La mention “Mort en déportation” est apposée sur son acte de décès (J.O. du 10-09-1987).

Sources :

- Claudine Cardon-Hamet, Triangles rouges à Auschwitz, Le convoi politique du 6 juillet 1942, Éditions Autrement, collection mémoires, Paris 2005, pages 376 et 395. 
- Cl. Cardon-Hamet, notice pour l’exposition de Mémoire Vive sur les “45000” et “31000” de Seine-Maritime réalisée à Rouen en 2000, citant : Liste d’otages de Rouen, Centre de documentation juive contemporaine (CDJC), Paris – Liste établie par la CGT – Mairie du Trait (communication 26/5/1992) – Bureau des archives des victimes des conflits contemporains (BAVCC), ministère de la Défense, Caen. 
- Louis Eudier (45523), listes à la fin de son livre Notre combat de classe et de patriotes (1939-1945), imprimerie Duboc, Le Havre, sans date (2-1973 ?). 
- Archives départementales de Paris, site internet, archives en ligne, registre des naissances du 20e arrondissement à la date du 31-07-1900 (cote V4E 10783), acte n° 2897 (vue 29/31). 
- Archives départementales de Seine-Maritime, Rouen, site de l’hôtel du département, cabinet du préfet 1940-1946, individus arrêtés par les autorités de Vichy ou par les autorités d’occupation, dossiers individuels de Aa à Bl (cote 51 W 410), recherches conduites avec Catherine Voranger, petite-fille de Louis jouvin (“45697”). 
- Archives nationales, correspondance de la Chancellerie sur des procès pour propagande et activité communistes, BB18 7042, cote 2BL 2038, et BB18 7042. 
- Death Books from Auschwitz, Remnants, Musée d’État d’Auschwitz-Birkenau, K.G.Saur, 1995 ; relevé des registres (incomplets) d’actes de décès du camp d’Auschwitz dans lesquels a été inscrite, du 27 juillet 1941 au 31 décembre 1943, la mort de 68 864 détenus pour la plupart immatriculés dans le camp (sans indication du numéro attribué), tome 2, page 91 (30685/1942).

MÉMOIRE VIVE

(dernière mise à jour, le 18-05-2014)

Cette notice biographique doit être considérée comme un document provisoire fondé sur les archives et témoignages connus à ce jour. Vous êtes invité à corriger les erreurs qui auraient pu s’y glisser et/ou à la compléter avec les informations dont vous disposez (en indiquant vos sources).

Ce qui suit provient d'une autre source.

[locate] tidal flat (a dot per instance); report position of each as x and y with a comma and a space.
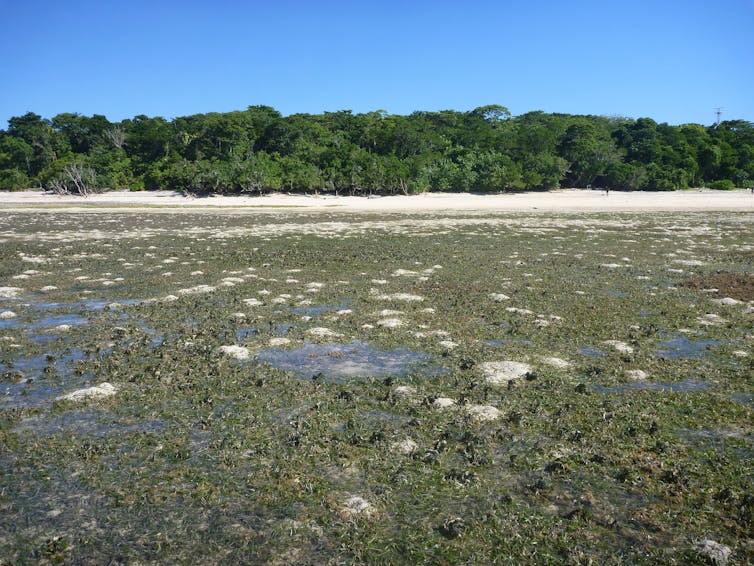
324, 387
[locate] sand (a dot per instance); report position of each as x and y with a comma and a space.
566, 200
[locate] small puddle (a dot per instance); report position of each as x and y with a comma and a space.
86, 421
36, 388
617, 294
316, 310
592, 352
745, 398
681, 348
688, 385
499, 343
355, 359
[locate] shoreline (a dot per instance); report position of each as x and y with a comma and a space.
561, 200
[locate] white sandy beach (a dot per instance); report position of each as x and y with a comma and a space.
566, 200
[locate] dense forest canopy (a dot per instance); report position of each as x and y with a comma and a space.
259, 150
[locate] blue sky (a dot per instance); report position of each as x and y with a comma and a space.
671, 60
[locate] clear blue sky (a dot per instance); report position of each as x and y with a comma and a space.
671, 60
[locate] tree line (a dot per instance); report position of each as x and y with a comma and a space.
258, 150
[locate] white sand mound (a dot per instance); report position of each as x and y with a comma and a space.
390, 323
557, 363
636, 375
728, 301
405, 297
355, 506
9, 292
237, 352
619, 346
97, 392
500, 373
406, 447
443, 403
404, 392
197, 290
483, 413
322, 332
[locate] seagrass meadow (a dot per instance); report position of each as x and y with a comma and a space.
297, 387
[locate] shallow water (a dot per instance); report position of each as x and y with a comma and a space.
592, 352
355, 359
85, 421
688, 385
42, 380
681, 348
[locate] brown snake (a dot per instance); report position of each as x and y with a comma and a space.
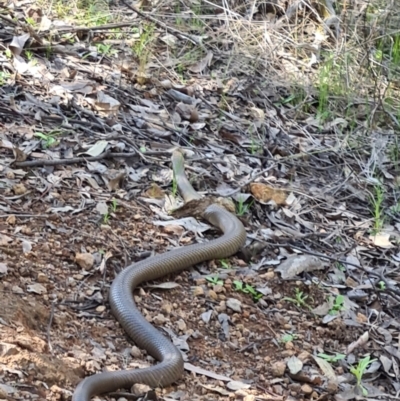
170, 366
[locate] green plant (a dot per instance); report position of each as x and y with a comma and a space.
376, 201
359, 370
114, 205
332, 358
106, 49
214, 280
4, 77
299, 300
338, 305
174, 187
28, 54
106, 218
49, 139
140, 47
242, 207
288, 337
382, 285
247, 289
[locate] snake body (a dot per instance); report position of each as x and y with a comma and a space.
170, 366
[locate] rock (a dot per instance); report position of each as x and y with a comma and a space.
84, 260
181, 325
166, 308
135, 352
213, 295
159, 319
8, 349
198, 291
17, 290
234, 304
140, 389
306, 389
42, 278
278, 369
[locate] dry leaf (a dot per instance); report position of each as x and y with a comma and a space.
37, 288
154, 192
326, 368
297, 264
202, 64
97, 149
263, 193
294, 364
84, 260
382, 240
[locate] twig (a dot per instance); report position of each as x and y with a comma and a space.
389, 288
165, 26
49, 327
62, 162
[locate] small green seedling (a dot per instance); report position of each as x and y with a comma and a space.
376, 201
215, 280
247, 289
288, 337
332, 358
225, 264
174, 187
299, 300
106, 218
338, 305
359, 370
382, 285
242, 208
49, 139
114, 205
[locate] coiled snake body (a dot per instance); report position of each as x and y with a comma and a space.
136, 326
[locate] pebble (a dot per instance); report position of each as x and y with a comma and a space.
306, 389
234, 304
159, 319
135, 352
198, 291
278, 369
181, 325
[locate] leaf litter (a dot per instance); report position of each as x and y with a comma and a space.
90, 134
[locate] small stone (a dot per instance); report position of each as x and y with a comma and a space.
37, 288
181, 325
11, 220
361, 318
277, 389
84, 260
332, 387
213, 295
140, 389
8, 349
304, 356
306, 389
198, 291
268, 276
42, 278
218, 288
234, 304
278, 369
166, 307
19, 189
159, 319
135, 352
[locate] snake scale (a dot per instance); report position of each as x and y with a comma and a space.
170, 366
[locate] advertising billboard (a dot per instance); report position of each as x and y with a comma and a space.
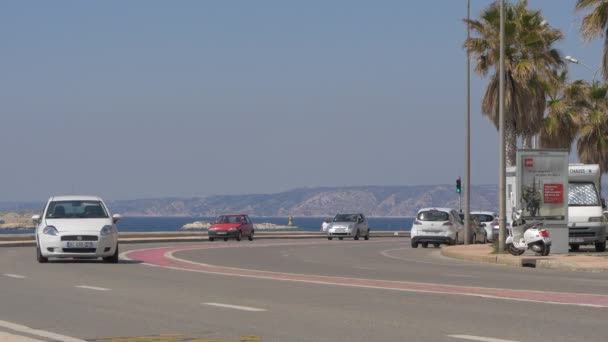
543, 185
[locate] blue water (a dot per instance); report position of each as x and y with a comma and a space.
167, 224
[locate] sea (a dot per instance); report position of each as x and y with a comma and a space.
173, 224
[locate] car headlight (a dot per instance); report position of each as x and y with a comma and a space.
106, 230
50, 230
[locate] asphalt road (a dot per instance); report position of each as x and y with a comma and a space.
293, 290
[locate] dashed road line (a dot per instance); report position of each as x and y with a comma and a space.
10, 275
6, 337
37, 332
236, 307
92, 288
479, 338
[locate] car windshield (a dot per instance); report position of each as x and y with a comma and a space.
75, 209
433, 215
229, 219
582, 195
345, 218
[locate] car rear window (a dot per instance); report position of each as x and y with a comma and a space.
433, 215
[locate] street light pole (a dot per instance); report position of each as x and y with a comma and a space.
501, 118
467, 164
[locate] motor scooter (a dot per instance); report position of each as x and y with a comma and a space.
524, 236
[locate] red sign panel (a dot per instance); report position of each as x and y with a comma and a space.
554, 193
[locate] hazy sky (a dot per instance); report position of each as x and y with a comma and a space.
132, 99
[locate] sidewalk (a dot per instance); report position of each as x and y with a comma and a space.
570, 262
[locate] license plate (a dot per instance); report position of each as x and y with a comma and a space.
80, 244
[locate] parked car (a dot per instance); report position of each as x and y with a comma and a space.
348, 225
477, 233
234, 226
488, 220
436, 226
76, 227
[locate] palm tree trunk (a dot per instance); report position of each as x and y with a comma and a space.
510, 142
528, 141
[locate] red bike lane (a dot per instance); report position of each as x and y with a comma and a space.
163, 257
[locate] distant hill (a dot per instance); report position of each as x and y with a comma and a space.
324, 201
319, 202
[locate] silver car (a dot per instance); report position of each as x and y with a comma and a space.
348, 225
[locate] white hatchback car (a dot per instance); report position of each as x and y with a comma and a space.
436, 226
76, 227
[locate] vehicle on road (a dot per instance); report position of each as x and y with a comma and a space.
436, 226
76, 227
348, 225
233, 226
477, 233
488, 220
586, 221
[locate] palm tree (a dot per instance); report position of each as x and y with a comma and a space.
566, 104
592, 146
595, 25
530, 61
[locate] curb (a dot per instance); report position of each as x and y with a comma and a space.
519, 261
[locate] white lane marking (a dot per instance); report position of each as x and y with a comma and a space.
14, 275
92, 288
16, 338
237, 307
36, 332
480, 338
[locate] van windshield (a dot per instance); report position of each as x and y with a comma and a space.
582, 195
433, 215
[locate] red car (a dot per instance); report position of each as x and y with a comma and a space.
234, 226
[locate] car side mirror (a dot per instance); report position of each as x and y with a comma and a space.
116, 218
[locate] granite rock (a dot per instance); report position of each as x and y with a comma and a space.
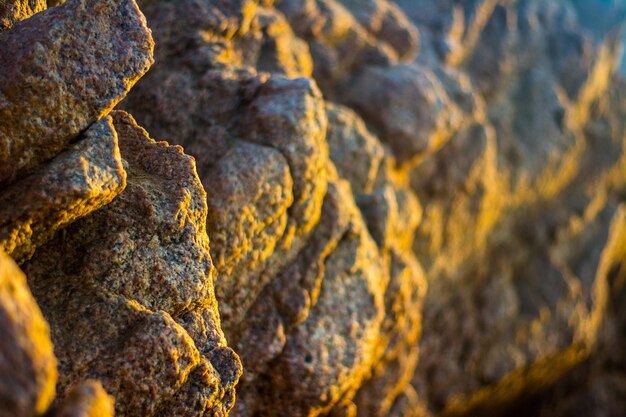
56, 78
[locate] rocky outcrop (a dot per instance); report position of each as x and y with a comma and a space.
79, 181
56, 82
27, 362
12, 11
141, 267
414, 208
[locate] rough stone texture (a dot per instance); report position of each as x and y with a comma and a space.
55, 82
408, 107
27, 362
313, 122
12, 11
271, 126
88, 399
284, 258
134, 270
81, 180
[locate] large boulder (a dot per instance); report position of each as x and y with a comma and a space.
61, 71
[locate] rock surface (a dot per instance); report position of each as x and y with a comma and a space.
56, 82
12, 11
139, 267
27, 362
81, 180
415, 207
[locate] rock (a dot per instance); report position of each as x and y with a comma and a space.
357, 153
135, 269
339, 44
27, 362
321, 358
77, 182
272, 46
88, 399
387, 23
57, 56
407, 106
12, 11
274, 127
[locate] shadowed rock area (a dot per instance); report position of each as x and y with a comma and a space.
307, 208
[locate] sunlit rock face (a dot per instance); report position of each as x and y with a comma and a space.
307, 208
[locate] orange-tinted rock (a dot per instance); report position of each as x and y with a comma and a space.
88, 399
27, 362
62, 70
116, 285
76, 183
12, 11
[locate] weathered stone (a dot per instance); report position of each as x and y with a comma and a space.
62, 70
339, 44
357, 153
12, 11
407, 106
76, 183
387, 23
27, 362
274, 127
322, 356
114, 284
88, 399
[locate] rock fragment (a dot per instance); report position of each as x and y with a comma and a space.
27, 362
12, 11
88, 399
116, 284
81, 180
62, 70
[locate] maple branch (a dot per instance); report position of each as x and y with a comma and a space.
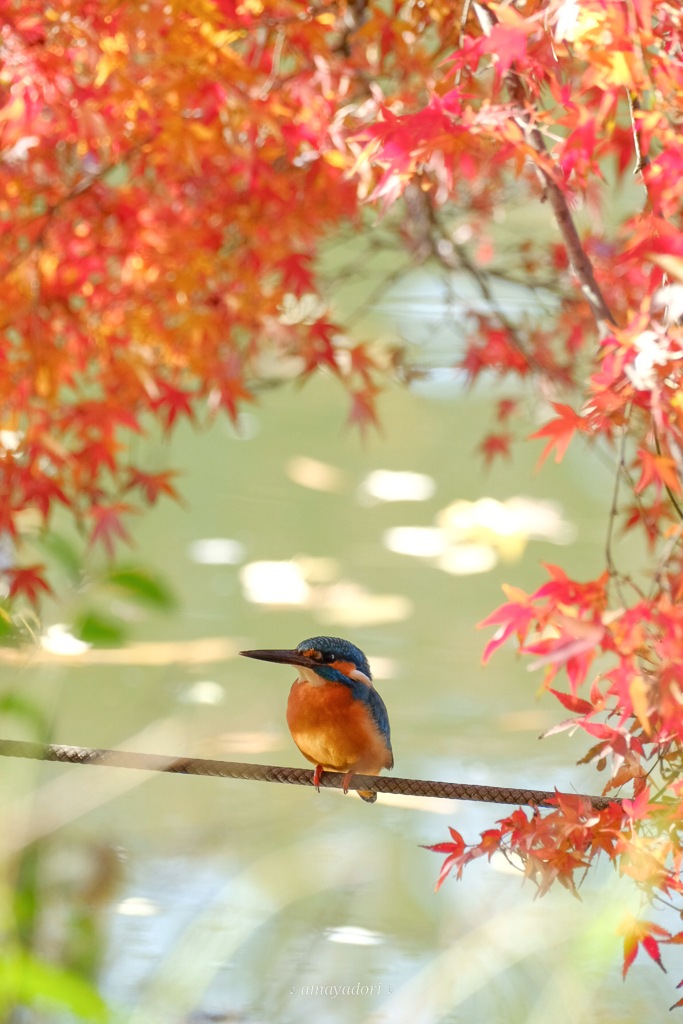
480, 279
578, 257
614, 574
641, 161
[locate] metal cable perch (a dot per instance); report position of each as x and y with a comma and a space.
291, 776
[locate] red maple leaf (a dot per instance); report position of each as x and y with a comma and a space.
515, 616
640, 933
454, 850
28, 580
659, 470
560, 431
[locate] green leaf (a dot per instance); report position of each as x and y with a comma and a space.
95, 629
26, 981
6, 625
139, 585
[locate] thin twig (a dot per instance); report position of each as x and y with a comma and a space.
578, 257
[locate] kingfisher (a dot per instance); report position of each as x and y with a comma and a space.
336, 717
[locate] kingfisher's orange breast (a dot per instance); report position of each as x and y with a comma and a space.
333, 729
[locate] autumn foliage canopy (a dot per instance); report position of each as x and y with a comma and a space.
168, 174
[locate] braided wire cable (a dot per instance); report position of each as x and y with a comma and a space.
292, 776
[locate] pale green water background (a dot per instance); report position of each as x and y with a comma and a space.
240, 886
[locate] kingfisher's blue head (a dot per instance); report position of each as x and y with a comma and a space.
327, 656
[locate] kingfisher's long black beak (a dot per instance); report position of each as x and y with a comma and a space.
281, 657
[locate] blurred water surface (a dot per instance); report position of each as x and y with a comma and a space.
216, 900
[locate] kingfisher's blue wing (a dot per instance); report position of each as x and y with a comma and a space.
377, 708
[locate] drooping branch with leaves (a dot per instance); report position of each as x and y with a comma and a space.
168, 175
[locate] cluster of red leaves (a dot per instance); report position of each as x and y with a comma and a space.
615, 79
167, 173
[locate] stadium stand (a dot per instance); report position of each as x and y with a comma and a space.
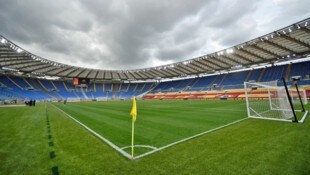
42, 89
215, 75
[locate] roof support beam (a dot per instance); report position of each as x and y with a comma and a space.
178, 73
242, 57
31, 65
287, 37
22, 62
223, 62
44, 72
230, 59
33, 70
14, 56
205, 65
264, 50
252, 54
214, 62
182, 70
278, 46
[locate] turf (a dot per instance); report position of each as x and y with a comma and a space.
249, 147
159, 122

En hommage à Roger Arnould (1914-1994), Résistant, rescapé de Buchenwald, documentaliste de la FNDIRP qui a initié les recherches sur le convoi du 6 juillet 1942.

[1] Seine-Maritime : département dénommé “Seine-Inférieure” jusqu’en janvier 1955.

[2] SD : Sichereitsdienst , service de renseignement de la SS, travaillant avec la Gestapo (police de sécurité).

[3] L’attentat contre la librairie allemande de Rouen : selon Albert Ouzoulias : « Le 28 novembre (1941), Lefebvre (Marc), un jeune cheminot breton qui travaille à Sotteville, lance une bombe dans la vitrine de la librairie allemande de Rouen, rue Jeanne-d’Arc ; l’engin a été confectionné avec un bout de tube de chaudière de locomotive du dépôt de Sotteville. » in Les Bataillons de la Jeunesse, 1967, p. 200. … ce qui explique la désignation comme otages de militants arrêtés dans ce secteur (la date du 26 novembre est aussi donnée).

[4] Sous contrôle militaire allemand, le camp de Royallieu a d’abord été un camp de prisonniers de guerre (Frontstalag 122), puis, après l’invasion de l’URSS, un « camp de concentration permanent pour éléments ennemis actifs du Reich ». À partir de septembre 1941, on y prélève – comme dans les autres camps et prisons de zone occupée – des otages à fusiller. À partir du 12 décembre 1941, un secteur du sous-camp C est réservé aux Juifs destinés à être déportés à titre de représailles. Le camp des Juifs est supprimé le 6 juillet 1942, après le départ de la plupart de ses internés dans le convoi transportant les otages communistes vers Auschwitz. Les derniers détenus juifs sont transférés au camp de Drancy (Seine-Saint-Denis – 93).